For those who had dedicated their lives to the search, finding the gene brought overwhelming triumph, relief, and elation. Nancy was just about to leave for South America when she received the news. “It was incredible,” she shared. “I just started screaming at the top of my lungs: ‘We found the gene!’ I called my dad. I said, ‘Dad, we did it,’ and he started crying. I called my sister. It was just euphoric.” Milton, then 84, was thrilled to see this discovery in his lifetime. James Gusella and his team felt “pure joy,” thrilled that the search was over. David Housman did what he always does after a significant discovery: he went out and had a beer.

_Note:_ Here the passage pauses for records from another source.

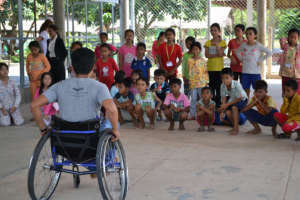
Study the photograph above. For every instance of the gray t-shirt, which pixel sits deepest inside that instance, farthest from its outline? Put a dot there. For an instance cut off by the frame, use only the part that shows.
(79, 99)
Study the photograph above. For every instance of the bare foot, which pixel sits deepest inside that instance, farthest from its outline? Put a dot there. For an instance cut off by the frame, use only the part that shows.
(181, 127)
(234, 132)
(171, 127)
(254, 131)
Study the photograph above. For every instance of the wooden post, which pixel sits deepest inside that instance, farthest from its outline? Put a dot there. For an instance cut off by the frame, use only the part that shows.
(261, 21)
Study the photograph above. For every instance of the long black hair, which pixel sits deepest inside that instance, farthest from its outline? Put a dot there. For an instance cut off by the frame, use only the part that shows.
(42, 83)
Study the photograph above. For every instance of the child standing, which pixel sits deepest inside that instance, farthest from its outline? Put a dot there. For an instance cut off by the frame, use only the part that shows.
(266, 108)
(290, 59)
(103, 39)
(169, 52)
(124, 101)
(233, 45)
(160, 87)
(36, 65)
(10, 99)
(250, 54)
(206, 110)
(289, 116)
(237, 99)
(176, 105)
(127, 53)
(141, 62)
(145, 103)
(185, 72)
(52, 108)
(135, 75)
(198, 76)
(106, 66)
(214, 51)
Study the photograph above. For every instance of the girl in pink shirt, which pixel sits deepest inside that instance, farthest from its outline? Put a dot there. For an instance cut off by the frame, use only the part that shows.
(52, 108)
(127, 53)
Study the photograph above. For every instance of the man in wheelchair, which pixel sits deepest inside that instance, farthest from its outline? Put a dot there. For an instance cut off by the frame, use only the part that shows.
(79, 98)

Finding the gene simplified the presymptomatic test — no family structure requirements, just a simple blood test. But, since there was still no cure, the psychological uncertainty around the test didn’t change all that much.

Nancy and Alice both decided not to take the test. Recent reports indicate that Alice, now 83, has not developed any symptoms. Nancy’s fate, however, unfolded differently. Today, at 80, Nancy Wexler lives with the disease that has haunted her family for generations. Her speech slurs. Her limbs jerk in random directions. When she walks, her gait has the same unsteady rhythm her mother’s once did. The movements are involuntary, relentless, unmistakable.

But her mind remains sharp. In 2024, she participated in an extensive interview with the Lasker Foundation, discussing her life’s work and the science she has championed for decades, talking about gene mapping breakthroughs to therapeutic possibilities. Through the involuntary twitching and trembling, her voice carries the same passion it has since the day they began hunting for the gene.

While the disease may choreograph its cruel dance through her body, it never controlled her life’s meaning. That summer day in 1968, when Milton told his daughters they faced a 50-50 chance, none of them could have known what would follow. Milton would create a new model for scientific collaboration, bringing together minds that would never have otherwise met; the Venezuelan families would trust outsiders with their blood and their stories; James Gusella and the Gene Hunters would persist through seven frustrating years after the initial breakthrough, finally finding the gene; and Alice would stand beside her sister through it all, documenting the human cost as Nancy orchestrated the science.

Nancy’s curse became a challenge, and then a coordinate on chromosome four. The huntingtin gene still lurks in her DNA, just as it did in her mother’s, her uncles’, her grandfather’s. But because of the legacy they all built together, it no longer lurks in darkness. Huntington’s disease is a problem with a location, a mechanism, and now an experimental treatment. Families around the world now have a choice her mother never did.